One of the reasons for Pindar’s extensive use of anchoring discourse is the novelty of epinician poetry. As far as we can tell, this genre was still relatively new when Pindar composed the tenth Pythian, his earliest victory ode, in 498 (Morgan 2007). Ibycus, indeed, had composed encomiastic poetry that praised athletic accomplishments, but these encomia are formally distinct from the epinicia poetry of later poets (Rawles 2012). In fact, the earliest surviving victory odes are by Simonides, Pindar’s immediate predecessor, and the first of Simonides’ epinicia seems to have been composed only around 520. Pindar’s epinicia themselves furnish further evidence that this was a novel genre, or at least that Pindar wanted it to be understood as novel. For instance, in his explanations of the appropriate scope (e.g. Pyth. 8.29-32), content (e.g. Nem. 7.61-69), quality (e.g. Pyth. 10.51-54), and purpose (e.g. Pyth. 10.55-59) of epinician, Pindar inscribes into this poetry guidance for its appreciation, and so implies that his audience is potentially unfamiliar with the genre. Moreover, Pindar does not attempt to conceal the newness and novelty of his poetry; in fact, he praises it overtly (e.g. Ol. 9.47-49). But this very novelty would seem to be a hindrance to the intended purpose of epinician, that is, to immortalize the kleos of his laudandi by enshrining it in the tradition of praise poetry. This study will attempt to show that Pindar addresses this dilemma with a strategic use of anchoring discourse, namely, that he tempers the innovativeness of his epinician poetry and his overt praise for its newness with implicit and explicit references to earlier poets, and by assuming recognizable personae from the literary tradition.
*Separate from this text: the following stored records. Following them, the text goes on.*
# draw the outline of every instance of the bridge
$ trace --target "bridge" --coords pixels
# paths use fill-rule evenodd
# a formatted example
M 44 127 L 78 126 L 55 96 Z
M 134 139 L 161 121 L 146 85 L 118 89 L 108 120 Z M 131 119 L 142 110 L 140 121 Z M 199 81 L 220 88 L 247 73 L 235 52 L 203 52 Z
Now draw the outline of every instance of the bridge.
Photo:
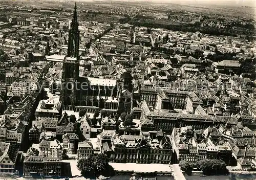
M 173 165 L 173 175 L 175 180 L 186 180 L 178 164 Z

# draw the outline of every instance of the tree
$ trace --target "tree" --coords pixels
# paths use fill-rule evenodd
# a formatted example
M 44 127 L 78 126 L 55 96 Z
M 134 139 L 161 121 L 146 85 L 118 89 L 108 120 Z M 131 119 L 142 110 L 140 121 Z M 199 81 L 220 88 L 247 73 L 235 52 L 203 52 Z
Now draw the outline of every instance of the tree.
M 121 115 L 120 115 L 120 118 L 121 118 L 121 119 L 123 121 L 125 120 L 125 117 L 126 116 L 126 112 L 122 112 L 122 114 L 121 114 Z
M 75 123 L 76 121 L 76 116 L 74 115 L 70 115 L 70 122 L 71 123 Z
M 227 165 L 221 160 L 202 160 L 198 164 L 204 175 L 225 174 L 228 173 Z
M 3 50 L 0 50 L 0 56 L 5 54 L 5 52 Z
M 110 172 L 110 174 L 113 173 L 113 169 L 109 164 L 109 159 L 103 154 L 98 154 L 97 156 L 91 154 L 86 158 L 80 159 L 77 167 L 83 176 L 109 175 Z
M 83 116 L 86 115 L 86 109 L 81 109 L 81 110 L 79 111 L 79 117 L 83 117 Z
M 133 119 L 133 116 L 130 114 L 128 114 L 125 116 L 125 120 L 131 120 L 132 121 Z
M 93 115 L 93 117 L 96 118 L 98 117 L 99 116 L 99 111 L 97 110 L 95 110 L 95 111 L 94 112 L 94 115 Z
M 93 118 L 93 119 L 91 119 L 91 122 L 92 123 L 92 125 L 93 126 L 95 126 L 97 125 L 97 123 L 98 123 L 98 120 L 96 118 Z
M 190 163 L 187 161 L 182 161 L 179 163 L 179 166 L 181 170 L 186 172 L 188 175 L 192 175 L 192 167 Z
M 105 118 L 107 116 L 107 112 L 106 111 L 101 112 L 101 118 Z
M 123 125 L 124 127 L 129 127 L 133 124 L 134 123 L 133 122 L 133 120 L 131 119 L 127 119 L 123 122 Z

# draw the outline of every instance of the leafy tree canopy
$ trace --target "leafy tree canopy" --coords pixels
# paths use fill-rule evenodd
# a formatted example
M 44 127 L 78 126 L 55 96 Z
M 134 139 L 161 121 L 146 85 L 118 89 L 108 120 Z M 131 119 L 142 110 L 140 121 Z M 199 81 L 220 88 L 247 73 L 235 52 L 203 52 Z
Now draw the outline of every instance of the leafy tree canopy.
M 91 154 L 79 160 L 77 167 L 84 176 L 109 175 L 110 173 L 113 172 L 113 169 L 109 164 L 109 159 L 103 154 L 99 154 L 96 156 Z
M 79 117 L 82 117 L 83 116 L 84 116 L 86 114 L 86 109 L 81 109 L 81 110 L 79 111 Z
M 75 123 L 76 121 L 76 116 L 74 115 L 70 115 L 70 122 L 71 123 Z

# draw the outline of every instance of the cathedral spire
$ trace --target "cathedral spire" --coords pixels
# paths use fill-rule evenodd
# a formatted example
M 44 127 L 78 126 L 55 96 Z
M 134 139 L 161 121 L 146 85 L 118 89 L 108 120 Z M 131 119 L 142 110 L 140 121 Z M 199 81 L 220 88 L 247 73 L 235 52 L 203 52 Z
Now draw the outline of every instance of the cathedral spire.
M 76 12 L 76 2 L 69 34 L 68 56 L 78 58 L 79 56 L 79 31 Z
M 50 56 L 50 45 L 49 43 L 49 40 L 47 40 L 47 43 L 46 44 L 45 53 L 46 55 Z

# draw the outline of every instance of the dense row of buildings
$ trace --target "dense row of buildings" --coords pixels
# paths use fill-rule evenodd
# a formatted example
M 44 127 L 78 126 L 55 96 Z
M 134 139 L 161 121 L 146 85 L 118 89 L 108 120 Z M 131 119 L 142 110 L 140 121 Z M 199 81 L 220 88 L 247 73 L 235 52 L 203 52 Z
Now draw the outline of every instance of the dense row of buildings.
M 63 160 L 98 153 L 254 168 L 255 82 L 241 73 L 255 43 L 78 17 L 19 18 L 22 38 L 0 36 L 1 173 L 67 175 Z

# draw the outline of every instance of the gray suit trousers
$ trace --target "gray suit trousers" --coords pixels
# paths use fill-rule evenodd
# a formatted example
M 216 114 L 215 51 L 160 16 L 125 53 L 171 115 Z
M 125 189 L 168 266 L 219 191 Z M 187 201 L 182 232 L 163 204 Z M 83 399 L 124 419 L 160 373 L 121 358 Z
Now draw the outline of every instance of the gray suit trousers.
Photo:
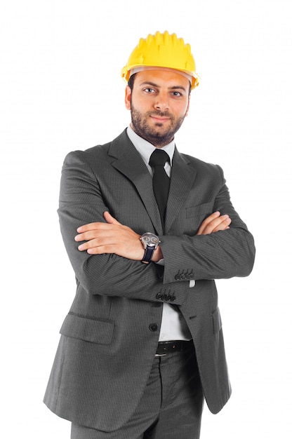
M 155 357 L 142 397 L 125 425 L 105 432 L 72 424 L 71 439 L 199 439 L 203 401 L 193 349 Z

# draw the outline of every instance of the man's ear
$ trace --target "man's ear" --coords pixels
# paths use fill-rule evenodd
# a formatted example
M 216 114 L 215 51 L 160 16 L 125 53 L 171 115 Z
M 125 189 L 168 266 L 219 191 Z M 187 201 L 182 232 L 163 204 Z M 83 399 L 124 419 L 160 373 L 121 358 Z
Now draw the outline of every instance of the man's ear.
M 127 109 L 131 109 L 131 90 L 130 87 L 127 86 L 125 90 L 125 105 Z
M 189 109 L 190 109 L 190 98 L 191 98 L 191 94 L 190 93 L 190 95 L 189 95 L 189 102 L 188 102 L 188 104 L 187 104 L 187 111 L 185 112 L 185 117 L 186 116 L 187 116 L 187 114 L 189 114 Z

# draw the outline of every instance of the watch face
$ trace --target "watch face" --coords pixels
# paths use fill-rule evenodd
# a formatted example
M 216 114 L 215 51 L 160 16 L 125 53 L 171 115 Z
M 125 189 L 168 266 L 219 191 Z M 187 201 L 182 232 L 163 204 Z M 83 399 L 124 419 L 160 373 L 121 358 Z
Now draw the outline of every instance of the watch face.
M 150 247 L 154 247 L 159 243 L 159 238 L 158 236 L 149 232 L 144 234 L 142 236 L 142 239 L 146 245 L 149 245 Z

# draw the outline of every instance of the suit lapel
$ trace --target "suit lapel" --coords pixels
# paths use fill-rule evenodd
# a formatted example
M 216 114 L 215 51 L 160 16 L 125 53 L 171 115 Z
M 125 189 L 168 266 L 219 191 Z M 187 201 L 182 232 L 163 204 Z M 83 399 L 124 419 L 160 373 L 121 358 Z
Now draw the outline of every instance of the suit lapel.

Two articles exploring the concept of anchoring in Pindar’s epinician odes will be produced for this project. The first will study Pindar’s explicit references to Hesiod, Homer and Archilochus, and how these references ground Pindar’s epinician project in the established traditions of praise and wisdom poetry. For instance, in Homer he finds an illustration of the power of poetry to sway minds (Nem. 7.20-23), an effect that he sees in his own epinicia (e.g. Pyth. 10.55-59). Homer is also an authority for gnomic statements (Pyth. 4.277-278). But most of all, Pindar finds in Homer the chief exemplar of praise-poetry, and at Isth. 4.34-45, he explicitly anchors his epinician project in this aspect of Homeric epic. This article will also take up the issue of the concepts of positive vs. negative anchoring, specifically how Pindar refers to Homer and Archilochus to delineate both what epinician is—epideictic praise poetry—and what it is not—mythological narrative and blame poetry.
The second article will study how Pindar anchors his poetry and specifically his poetic persona in the sympotic discourses familiar from poets such as Anacreon. This study will occasion an exploration of anchoring strategies when explicit references to literary precedents are not named. The significance of Pindar’s sympotic references is still a matter of debate, and this article will seek to show, first, that Pindar authorizes his poetry by appropriating a familiar, sympotic persona, second, that through this appropriation he participates in a typically sympotic play with identity, and, finally, that by incorporating into his epinicia certain features of earlier sympotic poetry, Pindar encourages the reperformance of his odes in sympotic contexts.
Other supplementary questions that will be addressed in these studies include how anchoring discourse functions across media, for instance, how Pindar positively and negatively anchors his epinicia to victory sculpture and inscribed victory lists, as well as how the tradition in which Pindar anchors his poetry is, to a certain extent, constructed by Pindar himself.